We wonder why God doesn’t bless what we do when we never take the time to seek His guidance on what we should do.
We wonder why our planning isn’t having kingdom results.
We wonder why our preaching in the area of Bithynia hasn’t prospered.
It is because the ministry of the Father has become “our” ministry instead of His.
We are not operating as “One”; we are operating apart from the One.
Why do you do what you do?
Why do you do what you do when you do it?
Is it because the Father has led you to do such things?
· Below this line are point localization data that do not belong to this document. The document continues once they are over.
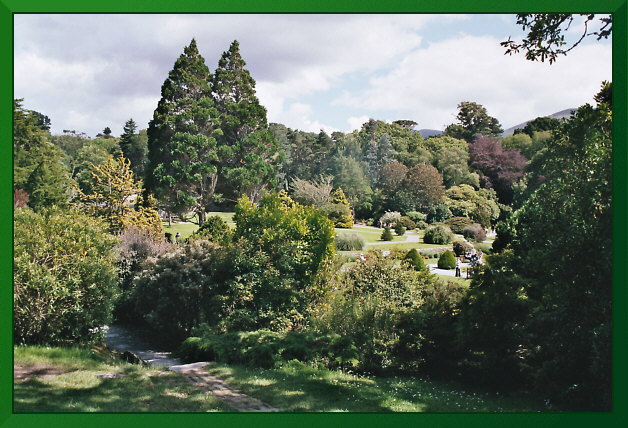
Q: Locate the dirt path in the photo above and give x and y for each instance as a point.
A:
(122, 339)
(232, 397)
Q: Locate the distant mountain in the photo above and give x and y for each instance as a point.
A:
(558, 115)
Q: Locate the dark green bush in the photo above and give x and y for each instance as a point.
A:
(400, 229)
(485, 248)
(474, 232)
(64, 277)
(416, 216)
(438, 235)
(264, 348)
(457, 224)
(387, 234)
(407, 222)
(438, 213)
(447, 260)
(461, 247)
(414, 258)
(393, 314)
(349, 242)
(215, 229)
(339, 214)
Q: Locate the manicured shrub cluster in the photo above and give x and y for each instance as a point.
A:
(457, 224)
(215, 229)
(447, 260)
(485, 248)
(392, 313)
(421, 225)
(390, 218)
(461, 247)
(407, 222)
(415, 260)
(400, 229)
(265, 279)
(265, 348)
(349, 242)
(386, 234)
(339, 214)
(438, 234)
(438, 213)
(135, 247)
(474, 232)
(416, 216)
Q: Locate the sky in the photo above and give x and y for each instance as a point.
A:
(312, 72)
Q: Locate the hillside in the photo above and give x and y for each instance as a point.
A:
(558, 115)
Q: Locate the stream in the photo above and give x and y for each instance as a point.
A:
(121, 338)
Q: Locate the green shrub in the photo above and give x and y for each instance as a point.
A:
(407, 222)
(135, 247)
(421, 225)
(339, 214)
(415, 260)
(264, 348)
(474, 232)
(438, 235)
(64, 277)
(215, 229)
(390, 218)
(416, 216)
(265, 279)
(461, 247)
(386, 234)
(400, 229)
(485, 248)
(393, 314)
(447, 260)
(457, 224)
(349, 242)
(438, 213)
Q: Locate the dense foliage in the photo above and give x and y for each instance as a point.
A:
(64, 276)
(438, 234)
(267, 276)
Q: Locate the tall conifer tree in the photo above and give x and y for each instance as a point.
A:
(182, 147)
(250, 151)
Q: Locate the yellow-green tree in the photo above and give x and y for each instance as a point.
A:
(113, 190)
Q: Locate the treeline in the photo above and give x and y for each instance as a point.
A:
(89, 240)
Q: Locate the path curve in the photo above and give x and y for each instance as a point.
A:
(123, 339)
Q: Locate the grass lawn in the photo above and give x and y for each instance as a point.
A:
(296, 387)
(372, 234)
(186, 229)
(71, 383)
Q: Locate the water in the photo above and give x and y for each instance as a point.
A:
(123, 339)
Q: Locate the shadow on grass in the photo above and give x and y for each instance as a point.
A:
(300, 388)
(133, 391)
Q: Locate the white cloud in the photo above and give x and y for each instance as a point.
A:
(300, 113)
(356, 122)
(102, 58)
(429, 83)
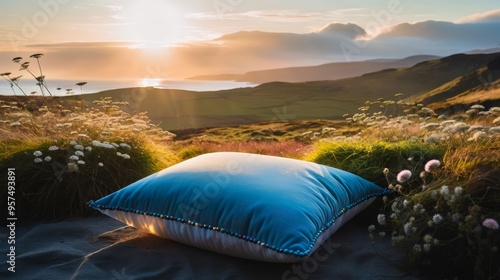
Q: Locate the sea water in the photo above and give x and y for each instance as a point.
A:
(94, 86)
Or because you need to?
Are we willing?  Are we willing to abandon good things in order to participate in great things?
Are we willing to take the time to listen before planning?
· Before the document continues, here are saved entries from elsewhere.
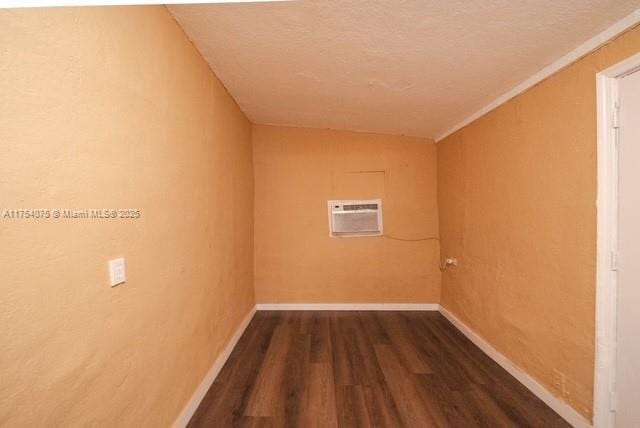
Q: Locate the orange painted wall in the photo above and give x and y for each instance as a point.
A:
(296, 171)
(115, 108)
(517, 200)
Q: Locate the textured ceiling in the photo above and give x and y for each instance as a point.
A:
(412, 67)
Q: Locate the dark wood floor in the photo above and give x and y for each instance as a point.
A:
(381, 369)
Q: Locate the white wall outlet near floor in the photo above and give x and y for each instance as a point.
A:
(117, 274)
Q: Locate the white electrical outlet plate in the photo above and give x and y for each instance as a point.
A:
(117, 274)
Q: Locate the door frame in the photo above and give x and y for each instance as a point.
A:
(607, 83)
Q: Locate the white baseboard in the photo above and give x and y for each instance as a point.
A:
(347, 306)
(567, 412)
(193, 403)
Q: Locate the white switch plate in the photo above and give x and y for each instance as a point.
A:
(117, 274)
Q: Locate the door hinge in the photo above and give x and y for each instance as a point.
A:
(613, 401)
(614, 260)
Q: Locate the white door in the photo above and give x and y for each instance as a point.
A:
(628, 311)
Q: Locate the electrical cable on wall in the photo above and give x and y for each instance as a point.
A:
(432, 238)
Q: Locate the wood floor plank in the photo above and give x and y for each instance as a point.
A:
(412, 409)
(369, 369)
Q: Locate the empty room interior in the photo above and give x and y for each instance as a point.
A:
(320, 213)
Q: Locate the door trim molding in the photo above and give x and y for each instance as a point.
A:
(607, 238)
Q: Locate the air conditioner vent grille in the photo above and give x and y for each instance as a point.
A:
(355, 218)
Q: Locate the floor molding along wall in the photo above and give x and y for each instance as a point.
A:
(347, 306)
(193, 403)
(567, 412)
(590, 45)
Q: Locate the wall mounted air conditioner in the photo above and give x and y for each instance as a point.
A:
(355, 218)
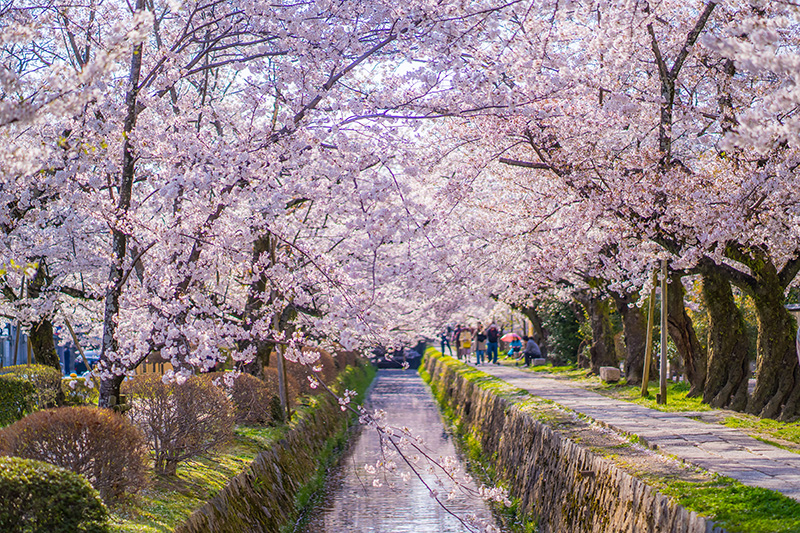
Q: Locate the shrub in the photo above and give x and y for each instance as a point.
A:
(37, 497)
(251, 397)
(180, 421)
(45, 379)
(17, 398)
(97, 443)
(79, 391)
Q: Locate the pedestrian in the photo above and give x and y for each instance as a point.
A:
(515, 346)
(480, 344)
(531, 350)
(445, 338)
(456, 333)
(492, 336)
(464, 343)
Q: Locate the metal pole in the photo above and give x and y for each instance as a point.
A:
(15, 359)
(282, 383)
(662, 397)
(648, 352)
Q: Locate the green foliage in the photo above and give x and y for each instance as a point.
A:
(79, 391)
(37, 497)
(564, 331)
(46, 381)
(738, 508)
(98, 444)
(17, 398)
(786, 431)
(171, 499)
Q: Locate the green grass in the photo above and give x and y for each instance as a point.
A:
(677, 400)
(736, 507)
(786, 431)
(169, 501)
(733, 506)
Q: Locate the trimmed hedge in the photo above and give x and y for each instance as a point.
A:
(17, 398)
(101, 445)
(37, 497)
(79, 391)
(46, 381)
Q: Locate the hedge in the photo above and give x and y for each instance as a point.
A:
(37, 497)
(17, 398)
(46, 381)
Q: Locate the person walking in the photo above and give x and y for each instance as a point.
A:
(532, 350)
(492, 337)
(455, 340)
(464, 343)
(480, 344)
(445, 338)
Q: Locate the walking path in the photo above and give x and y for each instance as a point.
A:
(716, 448)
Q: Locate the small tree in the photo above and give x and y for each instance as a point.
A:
(180, 421)
(99, 444)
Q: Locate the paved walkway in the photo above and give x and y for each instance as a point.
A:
(716, 448)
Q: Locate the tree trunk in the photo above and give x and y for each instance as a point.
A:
(726, 380)
(634, 323)
(110, 372)
(40, 336)
(539, 331)
(42, 343)
(602, 352)
(777, 392)
(682, 332)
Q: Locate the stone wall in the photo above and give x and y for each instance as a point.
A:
(262, 497)
(566, 487)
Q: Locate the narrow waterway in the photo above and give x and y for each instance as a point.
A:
(352, 503)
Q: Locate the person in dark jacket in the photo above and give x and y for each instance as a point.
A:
(532, 350)
(492, 337)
If there is any motivation outside of our Father’s leading, prompting, and strength we may need to re-evaluate our intentions.  After all, it is His work not ours.  After my clash with reality, I asked every single member of our ministry team to bring calendars back to yet another meeting.  As the meeting started, we read, we prayed, we repented, and threw every single calendar we had planned in the trash.  Two weeks later, our new plan had the handiwork of the Master, complete with a list of Macedonian people crying out to be reached.  It was, by far, the most successful year of ministry I had experienced up to that point in my life.
I wish I could tell you that I had instituted a foolproof plan that has led me to be prompted entirely every moment of my life by the Father’s voice, but I simply cannot.  Even as I think on this article, I am evaluating our own direction in ministry.  It is okay to make mistakes, but it is not okay to continue to operate the same way after being convicted.  Allow the Father to lead you like he did Paul.  If we are ever going to operate in the power of YHWH, we simply have to function as one with the One.
There’s a great work in Macedonia, but we must first turn our attention to His voice in order to receive instruction.


May everything we fashion be knitted under the delicate placing of His hands.  May the symphony of our life be the response of his heartbeat.  May we abandon every thing we plan as orphans, and may we embrace the instructions of a loving Father waiting to lead us in the path of kingdom productivity.  May we hear the voice of instructions, beckonings, and warnings.  And may our ministries be a reflection of Divine whispers spoken to us as we intimately seek His presence.

This is part 4 of a series called “Out of Order”.